В саду Культуры клумбы отцвели. «Желающие граждане купить цветы, – не сняты были доски, – можно у садовника». Фонтанчик «гусь» поплескивал.
Борцы сидели, подбоченясь. В модных шляпах, они напоминали иностранцев из захватывающих драм. Гражданки, распалясь, вставали и подрагивали мякотями.
В цирке щелкал хлыст. Мелькали за открытой дверью лошади. Наездница подскакивала.
Прохорова вышла из буфета с чемпионом мира Слуцкером. Они дожевывали что-то, и ее лицо блестело.
Ивановой не было. Общественница, она работала в комиссии по проводам товарищ Шацкиной.
Кружок военных знаний занимался за акациями. – Самый, – хмурил брови лектор, – смертоносный газ – забыл его название – начинается на хве. – Карандаши скрипели.
Жоржик спрятал свой блокнот. В костюмчике «юнг-штурм», он обдернулся и подошел ко мне, учтивый. – Теплый день, – поговорили мы и помолчали. Прохорова, вероломная, была видна ему. – А подмораживало уж, – сказала я. – Действительно, – ответил он, – температура превышала.
– Осень, – попрощались мы.
На улице Москвы толпились – ожидались похороны летчика. Зеленый шар мерцал в аптеке. На окне стоял флакон с Невой и Крепостью.

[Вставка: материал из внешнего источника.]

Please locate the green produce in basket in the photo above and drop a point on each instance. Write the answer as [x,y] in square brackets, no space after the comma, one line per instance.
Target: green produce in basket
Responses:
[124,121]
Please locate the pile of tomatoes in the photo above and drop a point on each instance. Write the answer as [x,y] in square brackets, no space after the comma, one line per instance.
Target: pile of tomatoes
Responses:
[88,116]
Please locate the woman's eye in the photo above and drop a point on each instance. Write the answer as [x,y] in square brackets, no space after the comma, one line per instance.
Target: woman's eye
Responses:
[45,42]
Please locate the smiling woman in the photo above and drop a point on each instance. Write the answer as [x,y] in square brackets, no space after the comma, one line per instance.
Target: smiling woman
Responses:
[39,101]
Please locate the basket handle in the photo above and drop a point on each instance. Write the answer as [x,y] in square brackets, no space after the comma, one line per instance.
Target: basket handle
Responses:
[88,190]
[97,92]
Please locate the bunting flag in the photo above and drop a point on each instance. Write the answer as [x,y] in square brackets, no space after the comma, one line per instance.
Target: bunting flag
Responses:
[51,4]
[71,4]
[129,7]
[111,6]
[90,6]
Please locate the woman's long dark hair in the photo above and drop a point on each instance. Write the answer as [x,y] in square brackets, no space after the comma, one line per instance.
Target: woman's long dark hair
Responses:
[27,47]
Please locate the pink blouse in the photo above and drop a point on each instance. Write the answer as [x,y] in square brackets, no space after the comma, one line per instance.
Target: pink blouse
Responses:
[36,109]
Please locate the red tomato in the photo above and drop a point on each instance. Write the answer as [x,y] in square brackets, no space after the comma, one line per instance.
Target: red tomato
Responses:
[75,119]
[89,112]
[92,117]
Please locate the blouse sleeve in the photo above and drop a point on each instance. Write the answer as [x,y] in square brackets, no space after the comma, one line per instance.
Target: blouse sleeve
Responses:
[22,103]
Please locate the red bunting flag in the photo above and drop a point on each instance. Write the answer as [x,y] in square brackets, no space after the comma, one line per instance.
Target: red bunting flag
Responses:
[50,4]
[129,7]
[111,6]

Автобус загудел. Сквозь стекла пассажиры посторонними глазами посмотрели на нас. Они ехали.
Обоз с картошкой прибыл. «Наш ответ китайским генералам», – пояснял плакат. Товарищ Шацкина остановилась, улыбаясь, и ее кухарка в синей кике, нагруженная корзинами, остановилась позади нее.
Хозяин, отставляя руку, нес в жестянке керосин. – За Иордан? – осклабясь, как всегда, полебезил он. – Звери в балагане вскрикивали.

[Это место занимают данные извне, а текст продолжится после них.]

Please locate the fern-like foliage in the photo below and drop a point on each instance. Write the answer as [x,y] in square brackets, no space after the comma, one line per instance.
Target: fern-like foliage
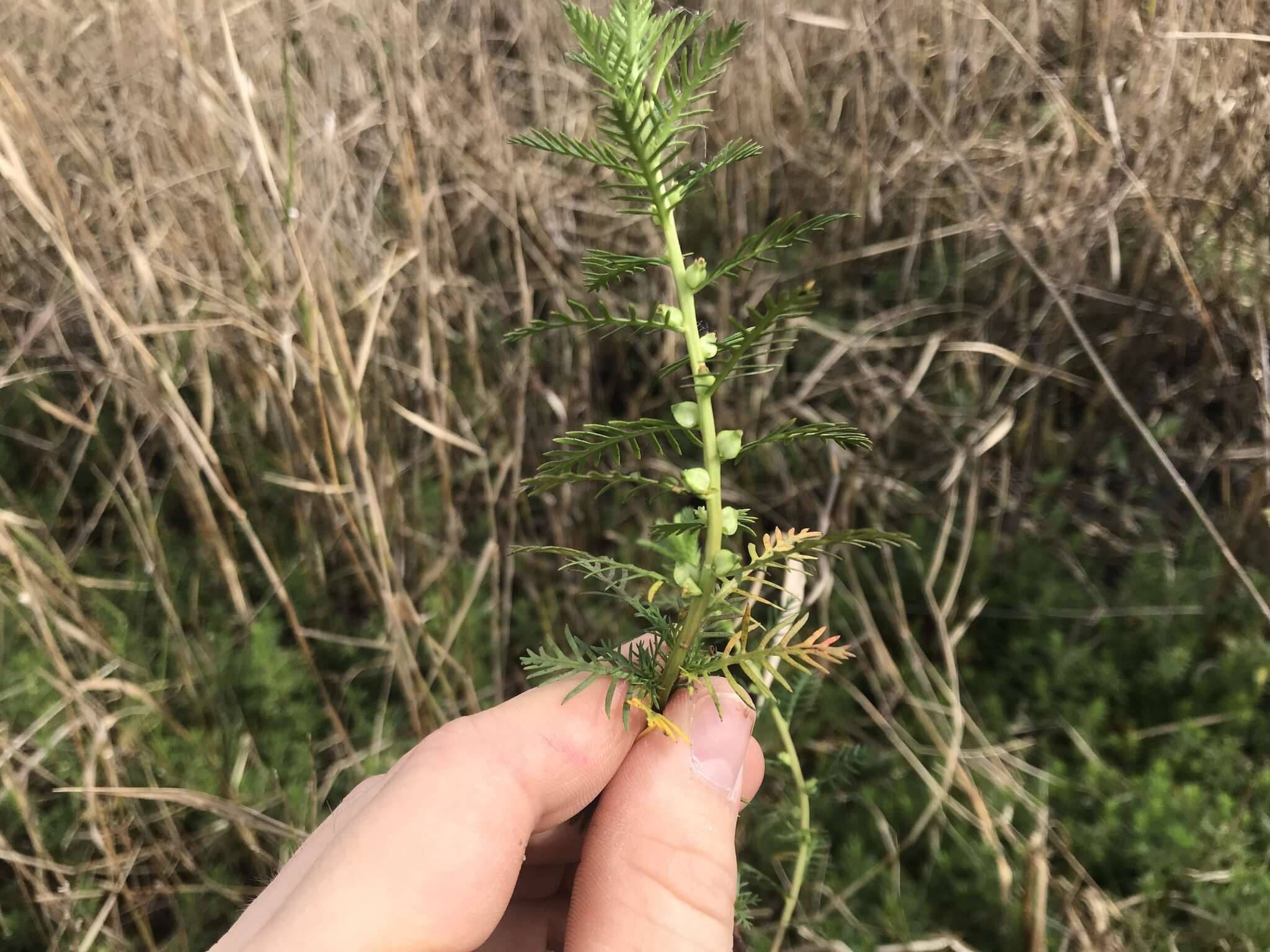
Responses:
[791,432]
[786,549]
[780,644]
[654,73]
[609,480]
[605,268]
[783,232]
[586,319]
[606,442]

Музыкант с букетом на груди отзванивал на водочных бутылках. – «Мост опасен», – предостерегала надпись. Рыболовы, молчаливые, вертели ручки удочек с накручиваньем. Прачки с красными ногами наклонялись над водой. Ракиты осыпались.
Паутина облепила кочки на лугу. Бродили гуси. Черепа и кости были нарисованы на электрических столбах.
Я села у большого камня, про который знала из газеты, что его желательно использовать при установке памятника. Узенькие листья плыли. Новые дома, белеясь на горе, блестели стеклами. На огородах кочаны круглелись, как зелененькие розы.
Физкультурники причалили, разделись и, благовоспитанные, кувыркались в трусиках. Потом посбрасывали их и бегали, гоняясь друг за другом и скача друг другу через голову.
Я поднялась, бледнея. Это он был – не монтер, не Гришка, а тот самый, с клапаном.
– Послушайте, – хотела крикнуть я.
– Сфотографировать? – спросил он расторопно, повернулся, наклонился и дотронулся до сгиба. – Вот портрет, – сказал он, показав ладонь.
Я удалялась величаво. Лев рычал. Пронзительно играя, похороны двигались, невидимые, за рекой.